Tuesday, March 31, 2015
In the afternoon on Palm Sunday I found myself in the pew of a church I’d never been to, surrounded mostly by people I had never met before. As a pastor, I had already worshipped three times that weekend with my own congregation. It had also been a long weekend of celebrating and re-celebrating the birthdays of my husband and son. Back at home, I still had out of town guests waiting in a house that I knew was a mess.
In this worship service I had no responsibilities.
I did not have to do anything.
I did not have to be there.
My own long list of unfinished to-do’s for the coming week still hung in the air.
It was a foolish use of my time.
And then the benediction came:
And may God bless you with enough foolishness
to believe that you can make a difference in this world,
so that you can do what others claim cannot be done.
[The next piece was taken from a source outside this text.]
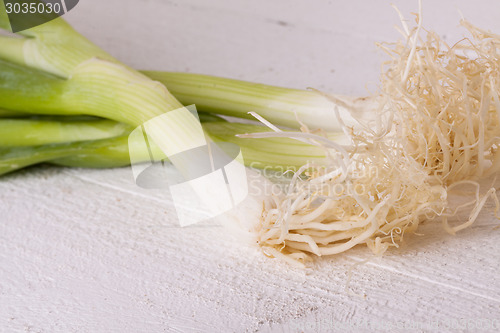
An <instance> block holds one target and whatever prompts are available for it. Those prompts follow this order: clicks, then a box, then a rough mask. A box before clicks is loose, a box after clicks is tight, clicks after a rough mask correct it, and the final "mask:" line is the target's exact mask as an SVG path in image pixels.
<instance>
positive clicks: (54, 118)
mask: <svg viewBox="0 0 500 333" xmlns="http://www.w3.org/2000/svg"><path fill="white" fill-rule="evenodd" d="M198 116H199V118H200V121H201V122H202V123H204V122H214V121H218V122H223V121H225V120H224V119H223V118H221V117H217V116H215V115H211V114H208V113H204V112H200V113H199V114H198ZM132 130H133V128H132V127H131V126H129V125H126V124H123V123H117V122H115V121H112V120H107V119H101V118H94V117H87V116H73V117H67V116H66V117H65V116H25V117H22V118H14V119H13V118H9V119H2V118H0V147H16V146H17V147H20V146H39V145H48V144H55V143H69V142H76V141H93V140H100V139H109V138H113V137H117V136H124V135H128V134H130V132H131V131H132Z"/></svg>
We live in a culture that demands that things make sense:
Love those who love you.
Act out of self-interest.
Consider the cost.
And in the face of all of that, here comes the foolishness of Holy Week.
God made flesh, simply for love’s sake, ready to give everything for a world that will reject him.
A friend who welcomes all to the table--especially the ones who do not deserve to be there.
A king who seeks to serve, getting on his knees like a slave.
God’s Son convicted and executed as a criminal.
A victory that comes only through the most crushing of defeats.
New life born from the tomb.
Messengers greeting failed disciples with words of forgiveness, not judgment.
These are foolish things that we do:
But considering the foolish ways of God, we cannot be any other way.